Monday, November 14, 2011

Choir of Day: New and Selected Poems By Robert K. Johnson

Choir of Day: New and Selected Poems

By Robert K. Johnson

ISBN: 978-0-979-5313-3-0

Ibbetson Street Press


Review by Dennis Daly

If you like taut moments, touching scenes and wings of sunlight, these tempered yet beautifully written poems are for you. In a Morning to Remember Johnson takes a very ordinary Norman Rockwell-like slice of life memory and injects it with devastating future- knowledge. He describes the arrival and sing-song Halloo of a little boy outside his kitchen door, who

Holds up his ball and mitt—

ready to play catch—

the week before he drowned.

In My View of a New England Autumn, the poet relates the deaths of both his parents with a graphic realism very unlike the details of the gorgeous deepening blaze of his present autumn, “dying/ a few leaves at a time,”

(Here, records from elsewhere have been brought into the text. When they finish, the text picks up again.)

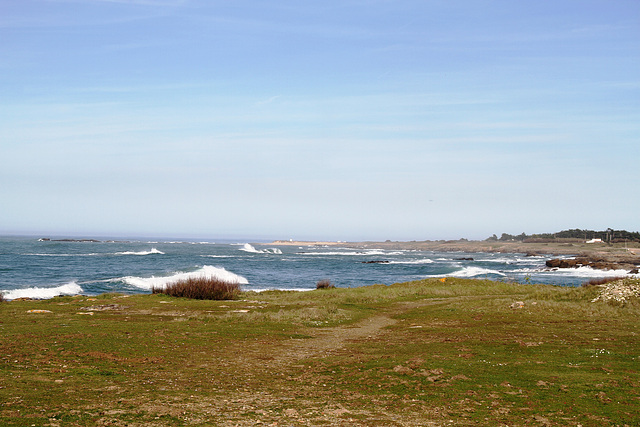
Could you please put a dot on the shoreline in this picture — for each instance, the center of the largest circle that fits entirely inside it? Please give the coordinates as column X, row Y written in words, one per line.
column 602, row 256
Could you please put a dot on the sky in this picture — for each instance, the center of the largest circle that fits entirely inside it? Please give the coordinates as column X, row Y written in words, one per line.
column 337, row 120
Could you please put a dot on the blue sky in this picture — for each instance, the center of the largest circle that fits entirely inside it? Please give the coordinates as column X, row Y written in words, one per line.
column 344, row 120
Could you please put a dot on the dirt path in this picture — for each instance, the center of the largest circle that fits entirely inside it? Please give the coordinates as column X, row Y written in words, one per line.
column 329, row 340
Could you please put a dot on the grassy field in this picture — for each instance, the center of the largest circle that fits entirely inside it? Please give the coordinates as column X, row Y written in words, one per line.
column 433, row 352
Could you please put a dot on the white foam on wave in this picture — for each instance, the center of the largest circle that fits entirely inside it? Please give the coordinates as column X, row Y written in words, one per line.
column 153, row 251
column 414, row 262
column 351, row 253
column 475, row 271
column 71, row 288
column 587, row 272
column 205, row 272
column 249, row 248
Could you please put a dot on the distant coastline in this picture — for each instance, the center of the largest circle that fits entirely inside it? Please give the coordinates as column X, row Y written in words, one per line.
column 623, row 256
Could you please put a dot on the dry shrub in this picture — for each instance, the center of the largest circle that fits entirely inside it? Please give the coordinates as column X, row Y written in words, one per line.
column 200, row 288
column 325, row 284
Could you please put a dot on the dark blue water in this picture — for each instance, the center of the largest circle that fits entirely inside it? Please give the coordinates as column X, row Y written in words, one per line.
column 42, row 269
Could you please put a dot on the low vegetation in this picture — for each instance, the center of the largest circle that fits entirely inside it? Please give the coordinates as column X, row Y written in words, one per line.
column 206, row 288
column 432, row 352
column 325, row 284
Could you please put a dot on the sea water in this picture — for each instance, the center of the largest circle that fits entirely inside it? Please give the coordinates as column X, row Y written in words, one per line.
column 37, row 268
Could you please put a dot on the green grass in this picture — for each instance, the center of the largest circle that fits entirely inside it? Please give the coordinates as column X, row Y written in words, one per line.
column 450, row 353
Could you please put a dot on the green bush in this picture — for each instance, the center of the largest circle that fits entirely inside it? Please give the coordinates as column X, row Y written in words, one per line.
column 200, row 288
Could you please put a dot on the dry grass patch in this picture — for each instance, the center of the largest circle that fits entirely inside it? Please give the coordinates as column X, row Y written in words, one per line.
column 205, row 288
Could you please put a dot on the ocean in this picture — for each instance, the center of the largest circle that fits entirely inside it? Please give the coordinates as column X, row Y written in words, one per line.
column 36, row 268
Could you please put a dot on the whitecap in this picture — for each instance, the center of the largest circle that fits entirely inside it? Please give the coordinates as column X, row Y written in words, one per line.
column 351, row 253
column 475, row 271
column 205, row 272
column 251, row 249
column 414, row 262
column 71, row 288
column 153, row 251
column 586, row 271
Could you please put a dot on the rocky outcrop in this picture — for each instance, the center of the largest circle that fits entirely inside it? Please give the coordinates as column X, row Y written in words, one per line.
column 593, row 262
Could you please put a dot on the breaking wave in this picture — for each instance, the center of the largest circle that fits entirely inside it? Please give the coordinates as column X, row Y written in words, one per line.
column 414, row 262
column 153, row 251
column 351, row 253
column 252, row 250
column 205, row 272
column 71, row 288
column 475, row 271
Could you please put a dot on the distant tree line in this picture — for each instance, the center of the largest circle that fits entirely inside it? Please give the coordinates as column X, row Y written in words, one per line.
column 609, row 236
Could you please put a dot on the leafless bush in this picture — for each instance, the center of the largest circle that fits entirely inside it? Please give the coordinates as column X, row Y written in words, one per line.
column 200, row 288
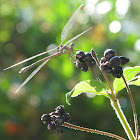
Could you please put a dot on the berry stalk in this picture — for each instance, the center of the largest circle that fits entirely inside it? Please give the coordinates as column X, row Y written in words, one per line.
column 106, row 78
column 133, row 108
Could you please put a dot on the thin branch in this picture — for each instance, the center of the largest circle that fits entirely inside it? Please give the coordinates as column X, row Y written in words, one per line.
column 92, row 131
column 106, row 78
column 95, row 75
column 133, row 108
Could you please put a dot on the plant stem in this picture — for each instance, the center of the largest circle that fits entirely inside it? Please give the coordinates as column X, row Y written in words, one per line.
column 93, row 53
column 92, row 131
column 133, row 108
column 122, row 119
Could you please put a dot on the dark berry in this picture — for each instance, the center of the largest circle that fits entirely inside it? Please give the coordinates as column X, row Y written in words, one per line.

My father waved back to me

as I left his hospital room;

and, a minute later, gasped

in pain and died.

He describes his mother as steadily looking worse until,

while I bent over her bed,

her eyes hardened

like blue water turning to ice.

After portraying his nine year old first-born son making his way through the ordinary world of delivering newspapers and bike riding in his poem, While Driving, the poet loses himself in an instinctual, yet touching moment when he celebrates,

And my brain and pumping blood—

Every part of me says,

That’s my son. My son.

In the poem, Our Daughter’s First Time Away From Home, there is another deceptively simple scene, in which the poet’s daughter discovers a little gesture,

… when we start to drive

away, an impulse leads you

to discover what it feels like

to blow someone a kiss.

In The Speck the winged protests of a fly unable to breech the seasonal impediments are compared to the vain protests of a poet trying to make straight-line sense out of the world’s circularity,

And though, unlike the fly,

I have a mind and it tells me

“In vain,” I—too—protest: despite

the chills of age, I keep

circling—in these straight lines I write.

Choir of Day is filled with sunlight, much of it falling on wings. In The Lecture the poet juxtaposes the techniques of teaching poetry with an actual moment of inspiration,

… And, glancing outside, you see

the sunlight splash a swooping bluejay’s wings

gold-bright… and know no word your students heard

roused what, in you, that flash of sunlight stirred.

In Parvane, a haunting poem, the moment of knowledge comes with winged sunlight this way:

and you will see a distant bird

gliding with sunlight on its wings

across a shining field

where the tip of a tree’s low branch

waits for the bird to alight.

The poem Lover’s Words starts off this way:

Each gliding gull that tips sunlight

across its tilting wings will die

and so will love. …

For Johnson love seems to be yet another poetic moment or time or inspiration only more so. Therefore true love, like poetry’s moment, is fleeting, does not survive death, and possibly not even our life spans, since whenever the gods decree,

the love we share will be as dead

as flowers frozen by an early frost

Johnson’s Choir of Day is chock-full of troubling, touching poems like these and well worth the read.